Précéder la BCE plutôt que de la suivre?

Pour mettre fin au régime des taux négatifs en place depuis 2015, la Banque nationale suisse (BNS) aurait besoin de relever ses taux de 0,75%. Elle pourrait le faire en procédant, à trois reprises, à une hausse des taux de 0,25% lors de ses trois prochaines réunions de juin, septembre et décembre. La BNS pourrait toutefois aussi préférer attendre dans un premier temps, puis rehausser ses taux de 50 points de base dès septembre. C’est le scénario envisagé par UBS qui estimait en début de semaine que la BNS pourrait passer un tour en juin mais relever ses taux directeurs de 0,5% en septembre, puis de 0,25% en décembre.

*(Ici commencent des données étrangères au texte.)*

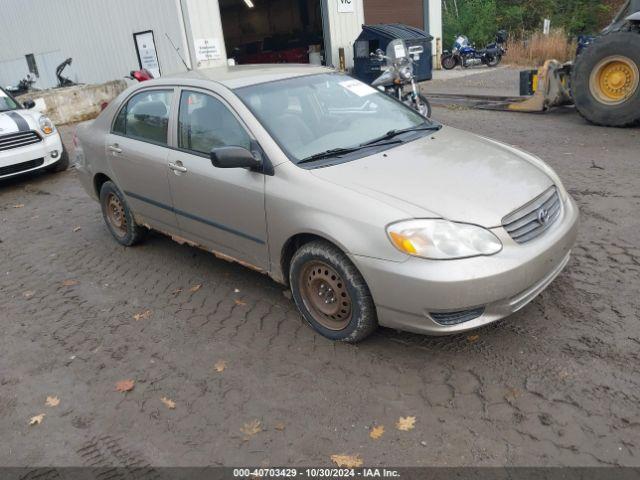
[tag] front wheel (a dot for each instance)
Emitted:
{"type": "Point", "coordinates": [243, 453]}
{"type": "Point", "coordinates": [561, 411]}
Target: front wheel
{"type": "Point", "coordinates": [494, 61]}
{"type": "Point", "coordinates": [419, 104]}
{"type": "Point", "coordinates": [331, 294]}
{"type": "Point", "coordinates": [449, 62]}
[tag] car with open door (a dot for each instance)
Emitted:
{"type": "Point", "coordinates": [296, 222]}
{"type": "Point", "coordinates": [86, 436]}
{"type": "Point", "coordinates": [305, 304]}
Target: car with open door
{"type": "Point", "coordinates": [370, 212]}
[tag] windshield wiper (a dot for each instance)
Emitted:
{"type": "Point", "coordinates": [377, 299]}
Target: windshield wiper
{"type": "Point", "coordinates": [335, 152]}
{"type": "Point", "coordinates": [394, 133]}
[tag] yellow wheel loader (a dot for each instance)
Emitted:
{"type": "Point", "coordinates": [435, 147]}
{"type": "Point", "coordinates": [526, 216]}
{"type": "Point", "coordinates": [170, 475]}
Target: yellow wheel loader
{"type": "Point", "coordinates": [603, 82]}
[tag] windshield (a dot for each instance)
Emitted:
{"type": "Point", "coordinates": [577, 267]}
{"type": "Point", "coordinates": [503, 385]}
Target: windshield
{"type": "Point", "coordinates": [6, 102]}
{"type": "Point", "coordinates": [319, 113]}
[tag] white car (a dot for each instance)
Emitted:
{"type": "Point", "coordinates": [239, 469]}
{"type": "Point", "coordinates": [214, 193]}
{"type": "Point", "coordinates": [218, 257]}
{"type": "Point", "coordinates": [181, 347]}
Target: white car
{"type": "Point", "coordinates": [28, 140]}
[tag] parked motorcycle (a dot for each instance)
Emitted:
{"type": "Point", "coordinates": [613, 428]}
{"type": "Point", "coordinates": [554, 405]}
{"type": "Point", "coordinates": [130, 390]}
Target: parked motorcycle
{"type": "Point", "coordinates": [141, 75]}
{"type": "Point", "coordinates": [466, 55]}
{"type": "Point", "coordinates": [398, 73]}
{"type": "Point", "coordinates": [25, 85]}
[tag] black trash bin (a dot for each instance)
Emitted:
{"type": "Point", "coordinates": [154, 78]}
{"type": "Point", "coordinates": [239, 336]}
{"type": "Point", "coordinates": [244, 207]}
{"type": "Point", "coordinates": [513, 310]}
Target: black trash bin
{"type": "Point", "coordinates": [374, 37]}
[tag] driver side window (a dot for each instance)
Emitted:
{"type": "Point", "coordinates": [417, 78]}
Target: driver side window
{"type": "Point", "coordinates": [205, 123]}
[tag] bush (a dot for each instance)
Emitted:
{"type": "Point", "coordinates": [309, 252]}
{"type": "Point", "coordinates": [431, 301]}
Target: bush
{"type": "Point", "coordinates": [538, 47]}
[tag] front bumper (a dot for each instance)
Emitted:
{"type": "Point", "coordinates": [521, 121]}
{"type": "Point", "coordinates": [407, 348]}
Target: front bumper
{"type": "Point", "coordinates": [41, 150]}
{"type": "Point", "coordinates": [405, 293]}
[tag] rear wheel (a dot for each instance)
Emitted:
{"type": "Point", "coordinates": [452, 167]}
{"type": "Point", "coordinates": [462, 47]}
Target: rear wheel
{"type": "Point", "coordinates": [605, 81]}
{"type": "Point", "coordinates": [118, 216]}
{"type": "Point", "coordinates": [331, 294]}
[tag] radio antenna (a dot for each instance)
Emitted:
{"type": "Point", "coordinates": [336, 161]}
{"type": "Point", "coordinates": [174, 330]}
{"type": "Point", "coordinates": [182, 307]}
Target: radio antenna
{"type": "Point", "coordinates": [177, 52]}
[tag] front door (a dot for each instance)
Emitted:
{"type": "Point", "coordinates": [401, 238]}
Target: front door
{"type": "Point", "coordinates": [138, 153]}
{"type": "Point", "coordinates": [221, 209]}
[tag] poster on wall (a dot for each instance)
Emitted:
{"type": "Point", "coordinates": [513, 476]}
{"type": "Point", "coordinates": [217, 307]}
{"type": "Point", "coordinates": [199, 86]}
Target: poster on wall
{"type": "Point", "coordinates": [207, 49]}
{"type": "Point", "coordinates": [146, 50]}
{"type": "Point", "coordinates": [346, 6]}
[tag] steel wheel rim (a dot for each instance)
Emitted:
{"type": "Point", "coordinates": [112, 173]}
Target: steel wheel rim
{"type": "Point", "coordinates": [325, 295]}
{"type": "Point", "coordinates": [614, 80]}
{"type": "Point", "coordinates": [116, 215]}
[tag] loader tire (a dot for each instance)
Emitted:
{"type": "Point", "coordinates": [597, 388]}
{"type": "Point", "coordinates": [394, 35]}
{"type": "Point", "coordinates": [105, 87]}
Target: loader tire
{"type": "Point", "coordinates": [605, 81]}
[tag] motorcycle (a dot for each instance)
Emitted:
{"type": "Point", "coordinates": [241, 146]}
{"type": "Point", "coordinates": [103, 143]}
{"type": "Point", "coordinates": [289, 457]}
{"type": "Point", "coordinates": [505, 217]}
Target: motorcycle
{"type": "Point", "coordinates": [25, 85]}
{"type": "Point", "coordinates": [398, 73]}
{"type": "Point", "coordinates": [141, 75]}
{"type": "Point", "coordinates": [466, 55]}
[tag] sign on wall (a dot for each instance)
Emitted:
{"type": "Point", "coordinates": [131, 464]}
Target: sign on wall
{"type": "Point", "coordinates": [346, 6]}
{"type": "Point", "coordinates": [146, 50]}
{"type": "Point", "coordinates": [207, 49]}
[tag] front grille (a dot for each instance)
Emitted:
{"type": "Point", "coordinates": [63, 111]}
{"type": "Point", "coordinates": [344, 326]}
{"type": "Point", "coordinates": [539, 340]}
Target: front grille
{"type": "Point", "coordinates": [456, 318]}
{"type": "Point", "coordinates": [533, 219]}
{"type": "Point", "coordinates": [20, 139]}
{"type": "Point", "coordinates": [21, 167]}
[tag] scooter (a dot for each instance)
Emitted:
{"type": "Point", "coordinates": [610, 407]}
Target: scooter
{"type": "Point", "coordinates": [398, 73]}
{"type": "Point", "coordinates": [465, 54]}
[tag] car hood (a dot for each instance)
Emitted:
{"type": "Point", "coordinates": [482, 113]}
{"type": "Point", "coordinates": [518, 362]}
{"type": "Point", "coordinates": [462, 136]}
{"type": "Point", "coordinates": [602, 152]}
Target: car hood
{"type": "Point", "coordinates": [450, 174]}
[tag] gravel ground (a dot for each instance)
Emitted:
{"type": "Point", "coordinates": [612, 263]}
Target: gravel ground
{"type": "Point", "coordinates": [558, 383]}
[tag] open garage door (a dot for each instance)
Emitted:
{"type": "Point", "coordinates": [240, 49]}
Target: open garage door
{"type": "Point", "coordinates": [273, 31]}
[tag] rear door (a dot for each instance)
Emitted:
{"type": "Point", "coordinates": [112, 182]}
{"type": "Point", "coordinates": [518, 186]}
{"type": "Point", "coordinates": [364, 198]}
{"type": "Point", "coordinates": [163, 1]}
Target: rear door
{"type": "Point", "coordinates": [222, 209]}
{"type": "Point", "coordinates": [137, 149]}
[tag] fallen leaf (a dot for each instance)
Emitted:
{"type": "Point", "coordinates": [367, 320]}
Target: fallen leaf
{"type": "Point", "coordinates": [406, 423]}
{"type": "Point", "coordinates": [168, 402]}
{"type": "Point", "coordinates": [125, 385]}
{"type": "Point", "coordinates": [252, 428]}
{"type": "Point", "coordinates": [376, 432]}
{"type": "Point", "coordinates": [220, 365]}
{"type": "Point", "coordinates": [37, 420]}
{"type": "Point", "coordinates": [347, 461]}
{"type": "Point", "coordinates": [143, 315]}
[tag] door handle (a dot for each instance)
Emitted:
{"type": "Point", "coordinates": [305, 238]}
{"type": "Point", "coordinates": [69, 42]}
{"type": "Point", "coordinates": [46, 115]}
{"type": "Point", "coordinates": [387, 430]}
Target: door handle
{"type": "Point", "coordinates": [177, 167]}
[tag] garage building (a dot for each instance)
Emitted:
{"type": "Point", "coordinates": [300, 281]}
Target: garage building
{"type": "Point", "coordinates": [105, 40]}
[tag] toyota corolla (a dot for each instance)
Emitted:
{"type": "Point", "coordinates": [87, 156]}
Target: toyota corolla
{"type": "Point", "coordinates": [371, 213]}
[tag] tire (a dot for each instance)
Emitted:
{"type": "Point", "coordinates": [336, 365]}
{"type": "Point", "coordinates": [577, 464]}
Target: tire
{"type": "Point", "coordinates": [494, 61]}
{"type": "Point", "coordinates": [425, 111]}
{"type": "Point", "coordinates": [448, 62]}
{"type": "Point", "coordinates": [118, 217]}
{"type": "Point", "coordinates": [61, 165]}
{"type": "Point", "coordinates": [594, 97]}
{"type": "Point", "coordinates": [331, 294]}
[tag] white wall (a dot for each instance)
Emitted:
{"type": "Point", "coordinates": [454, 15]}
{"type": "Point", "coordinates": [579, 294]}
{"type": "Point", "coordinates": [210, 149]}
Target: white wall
{"type": "Point", "coordinates": [343, 29]}
{"type": "Point", "coordinates": [435, 29]}
{"type": "Point", "coordinates": [97, 34]}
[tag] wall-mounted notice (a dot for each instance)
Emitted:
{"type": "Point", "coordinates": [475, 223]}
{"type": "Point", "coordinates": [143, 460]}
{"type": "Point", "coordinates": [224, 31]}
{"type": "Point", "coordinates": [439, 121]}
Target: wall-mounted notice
{"type": "Point", "coordinates": [146, 51]}
{"type": "Point", "coordinates": [207, 49]}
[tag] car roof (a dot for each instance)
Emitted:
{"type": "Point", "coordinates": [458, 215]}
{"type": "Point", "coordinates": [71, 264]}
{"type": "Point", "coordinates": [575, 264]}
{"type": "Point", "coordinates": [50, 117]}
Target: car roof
{"type": "Point", "coordinates": [244, 75]}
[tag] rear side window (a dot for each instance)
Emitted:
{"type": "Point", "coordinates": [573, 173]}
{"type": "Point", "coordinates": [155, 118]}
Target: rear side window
{"type": "Point", "coordinates": [145, 116]}
{"type": "Point", "coordinates": [205, 123]}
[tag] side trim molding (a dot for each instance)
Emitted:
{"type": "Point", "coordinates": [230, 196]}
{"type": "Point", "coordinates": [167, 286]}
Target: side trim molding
{"type": "Point", "coordinates": [197, 218]}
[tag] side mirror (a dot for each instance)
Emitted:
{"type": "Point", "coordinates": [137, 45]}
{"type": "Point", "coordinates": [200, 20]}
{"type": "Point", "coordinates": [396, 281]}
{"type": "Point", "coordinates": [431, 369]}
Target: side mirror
{"type": "Point", "coordinates": [234, 157]}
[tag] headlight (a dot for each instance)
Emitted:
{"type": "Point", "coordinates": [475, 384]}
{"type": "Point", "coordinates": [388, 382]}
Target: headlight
{"type": "Point", "coordinates": [442, 240]}
{"type": "Point", "coordinates": [406, 72]}
{"type": "Point", "coordinates": [46, 125]}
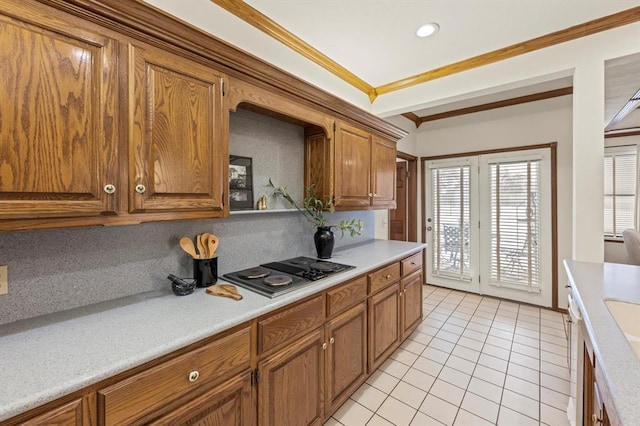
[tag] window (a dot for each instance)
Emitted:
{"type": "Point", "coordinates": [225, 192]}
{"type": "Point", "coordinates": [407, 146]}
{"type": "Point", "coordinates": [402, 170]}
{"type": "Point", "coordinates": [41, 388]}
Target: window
{"type": "Point", "coordinates": [620, 187]}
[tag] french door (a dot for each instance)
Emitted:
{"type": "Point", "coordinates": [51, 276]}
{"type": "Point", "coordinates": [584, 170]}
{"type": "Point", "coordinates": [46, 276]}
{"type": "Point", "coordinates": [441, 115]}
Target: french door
{"type": "Point", "coordinates": [488, 223]}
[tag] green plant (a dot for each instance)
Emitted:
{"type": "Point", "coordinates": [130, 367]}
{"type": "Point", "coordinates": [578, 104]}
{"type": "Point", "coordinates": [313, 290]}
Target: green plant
{"type": "Point", "coordinates": [314, 209]}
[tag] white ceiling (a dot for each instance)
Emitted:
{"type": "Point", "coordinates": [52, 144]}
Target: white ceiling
{"type": "Point", "coordinates": [374, 39]}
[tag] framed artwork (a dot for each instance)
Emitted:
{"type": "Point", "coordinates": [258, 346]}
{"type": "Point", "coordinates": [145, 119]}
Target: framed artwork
{"type": "Point", "coordinates": [240, 183]}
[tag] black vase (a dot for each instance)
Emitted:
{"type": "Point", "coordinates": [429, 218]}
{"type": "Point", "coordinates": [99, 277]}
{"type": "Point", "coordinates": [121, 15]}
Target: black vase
{"type": "Point", "coordinates": [324, 240]}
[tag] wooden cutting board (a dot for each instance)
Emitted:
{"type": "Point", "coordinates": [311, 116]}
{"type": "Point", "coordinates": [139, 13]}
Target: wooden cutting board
{"type": "Point", "coordinates": [224, 290]}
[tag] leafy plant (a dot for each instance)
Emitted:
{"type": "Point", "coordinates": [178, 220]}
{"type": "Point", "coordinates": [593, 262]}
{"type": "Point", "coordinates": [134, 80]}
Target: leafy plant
{"type": "Point", "coordinates": [314, 209]}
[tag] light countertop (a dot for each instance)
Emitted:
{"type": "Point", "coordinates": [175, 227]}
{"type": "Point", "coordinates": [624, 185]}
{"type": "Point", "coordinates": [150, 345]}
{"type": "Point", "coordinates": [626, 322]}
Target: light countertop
{"type": "Point", "coordinates": [593, 283]}
{"type": "Point", "coordinates": [46, 357]}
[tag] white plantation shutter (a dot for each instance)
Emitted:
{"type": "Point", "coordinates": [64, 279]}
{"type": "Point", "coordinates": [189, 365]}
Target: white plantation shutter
{"type": "Point", "coordinates": [450, 214]}
{"type": "Point", "coordinates": [515, 223]}
{"type": "Point", "coordinates": [620, 186]}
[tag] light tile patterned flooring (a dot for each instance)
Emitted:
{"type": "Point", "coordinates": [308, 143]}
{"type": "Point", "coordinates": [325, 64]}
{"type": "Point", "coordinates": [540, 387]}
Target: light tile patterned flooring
{"type": "Point", "coordinates": [473, 361]}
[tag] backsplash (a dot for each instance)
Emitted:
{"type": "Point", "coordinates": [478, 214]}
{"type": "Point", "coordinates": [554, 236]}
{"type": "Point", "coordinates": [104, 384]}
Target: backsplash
{"type": "Point", "coordinates": [55, 270]}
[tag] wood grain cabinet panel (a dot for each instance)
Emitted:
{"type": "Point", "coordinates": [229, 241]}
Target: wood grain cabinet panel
{"type": "Point", "coordinates": [383, 173]}
{"type": "Point", "coordinates": [353, 167]}
{"type": "Point", "coordinates": [291, 386]}
{"type": "Point", "coordinates": [178, 131]}
{"type": "Point", "coordinates": [229, 404]}
{"type": "Point", "coordinates": [346, 295]}
{"type": "Point", "coordinates": [411, 264]}
{"type": "Point", "coordinates": [384, 277]}
{"type": "Point", "coordinates": [148, 392]}
{"type": "Point", "coordinates": [58, 116]}
{"type": "Point", "coordinates": [411, 288]}
{"type": "Point", "coordinates": [281, 327]}
{"type": "Point", "coordinates": [384, 324]}
{"type": "Point", "coordinates": [347, 355]}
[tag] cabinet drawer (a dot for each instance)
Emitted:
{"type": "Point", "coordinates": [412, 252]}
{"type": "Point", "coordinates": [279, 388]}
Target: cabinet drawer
{"type": "Point", "coordinates": [410, 264]}
{"type": "Point", "coordinates": [383, 277]}
{"type": "Point", "coordinates": [146, 392]}
{"type": "Point", "coordinates": [291, 322]}
{"type": "Point", "coordinates": [346, 295]}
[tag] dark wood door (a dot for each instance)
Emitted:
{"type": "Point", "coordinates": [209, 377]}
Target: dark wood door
{"type": "Point", "coordinates": [383, 171]}
{"type": "Point", "coordinates": [346, 356]}
{"type": "Point", "coordinates": [411, 303]}
{"type": "Point", "coordinates": [178, 148]}
{"type": "Point", "coordinates": [291, 384]}
{"type": "Point", "coordinates": [398, 216]}
{"type": "Point", "coordinates": [384, 324]}
{"type": "Point", "coordinates": [353, 167]}
{"type": "Point", "coordinates": [58, 116]}
{"type": "Point", "coordinates": [229, 404]}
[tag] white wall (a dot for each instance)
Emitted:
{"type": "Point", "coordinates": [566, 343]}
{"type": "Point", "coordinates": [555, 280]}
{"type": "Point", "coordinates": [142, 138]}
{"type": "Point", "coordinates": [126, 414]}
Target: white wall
{"type": "Point", "coordinates": [526, 124]}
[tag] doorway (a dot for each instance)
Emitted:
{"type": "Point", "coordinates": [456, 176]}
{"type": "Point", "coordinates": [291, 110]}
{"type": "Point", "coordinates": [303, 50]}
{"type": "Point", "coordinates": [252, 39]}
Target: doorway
{"type": "Point", "coordinates": [490, 223]}
{"type": "Point", "coordinates": [403, 223]}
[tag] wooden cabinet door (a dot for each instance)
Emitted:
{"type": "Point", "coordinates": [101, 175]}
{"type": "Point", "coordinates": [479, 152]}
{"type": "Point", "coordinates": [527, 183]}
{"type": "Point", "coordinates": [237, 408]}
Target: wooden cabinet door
{"type": "Point", "coordinates": [58, 116]}
{"type": "Point", "coordinates": [291, 384]}
{"type": "Point", "coordinates": [229, 404]}
{"type": "Point", "coordinates": [178, 149]}
{"type": "Point", "coordinates": [70, 414]}
{"type": "Point", "coordinates": [383, 170]}
{"type": "Point", "coordinates": [384, 324]}
{"type": "Point", "coordinates": [353, 167]}
{"type": "Point", "coordinates": [347, 355]}
{"type": "Point", "coordinates": [411, 303]}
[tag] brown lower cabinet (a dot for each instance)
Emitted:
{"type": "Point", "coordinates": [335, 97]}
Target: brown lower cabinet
{"type": "Point", "coordinates": [294, 366]}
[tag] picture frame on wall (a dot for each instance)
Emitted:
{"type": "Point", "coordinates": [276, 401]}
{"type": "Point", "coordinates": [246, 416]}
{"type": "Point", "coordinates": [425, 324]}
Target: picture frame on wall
{"type": "Point", "coordinates": [240, 183]}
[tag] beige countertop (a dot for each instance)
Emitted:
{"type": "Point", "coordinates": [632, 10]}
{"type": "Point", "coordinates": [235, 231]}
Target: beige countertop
{"type": "Point", "coordinates": [593, 283]}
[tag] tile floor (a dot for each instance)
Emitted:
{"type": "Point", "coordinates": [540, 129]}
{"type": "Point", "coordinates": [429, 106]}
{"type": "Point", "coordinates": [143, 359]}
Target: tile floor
{"type": "Point", "coordinates": [473, 361]}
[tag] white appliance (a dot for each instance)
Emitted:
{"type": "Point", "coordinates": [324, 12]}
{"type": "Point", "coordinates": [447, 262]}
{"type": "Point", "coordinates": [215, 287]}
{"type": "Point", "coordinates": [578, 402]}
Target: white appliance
{"type": "Point", "coordinates": [575, 359]}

Ne rien faire en juin, puis agir plus fortement en septembre est aussi un scénario envisagé par Stefan Gerlach, chef économiste chez EFG Bank. «La BNS pourrait préférer attendre avant d’agir dans un premier temps, puis augmenter ses taux de 50 points de base ultérieurement dans l’année», met-il en perspective. Le maintien du statut quo ce jeudi risque cependant de placer la BNS dans une situation délicate plus tard dans l’année: «Si la BNS ne fait rien maintenant, elle pourrait être mise sous pression d’agir au moment où la BCE annoncera un premier relèvement de ses taux», considère-t-il.

Une meilleure «Forward Guidance» attendue

Du côté de Credit Suisse, Claude Maurer, chef économiste pour la Suisse, ne s’attend pas à une surprise jeudi. En revanche, il espère de la BNS fournisse une «Forward Guidance» claire sur la manière dont les choses se dérouleront au cours des prochains mois», a déclaré l’économiste lors de la présentation du «Moniteur Suisse» pour le deuxième trimestre 2022. Selon lui, il est temps que la BNS communique dès à présent quel sera le chemin vers une normalisation de sa politique monétaire.

Quant à l’évolution de l’inflation elle-même au cours des prochains mois, Credit Suisse estime aussi que l’accélération des prix observée ces derniers mois restera un phénomène temporaire, du moins en ce qui concerne la Suisse. Après une inflation moyenne de 2,3% attendue en Suisse cette année, celle-ci redescendra à 1% en 2023, a indiqué mardi la banque dans ses prévisions. L’estimation de croissance pour le produit intérieur brut (PIB) reste maintenue à 2,5% en 2022, suivie de 1,6% en 2023. La croissance restera soutenue notamment par la consommation privée qui progressera de 4% cette année, puis de 1,6% l’an prochain. L’occasion pour les économistes de Credit Suisse de relativiser aussi l’impact de la hausse des prix sur la consommation: depuis 1982, une hausse de 1% du taux d’inflation n’a entraîné, en moyenne, qu’une une réduction de la consommation située entre 0,11% et 0,13%, a calculé la banque. Globalement, Claude Maurer n’anticipe pas de récession mais plutôt un ralentissement de la croissance.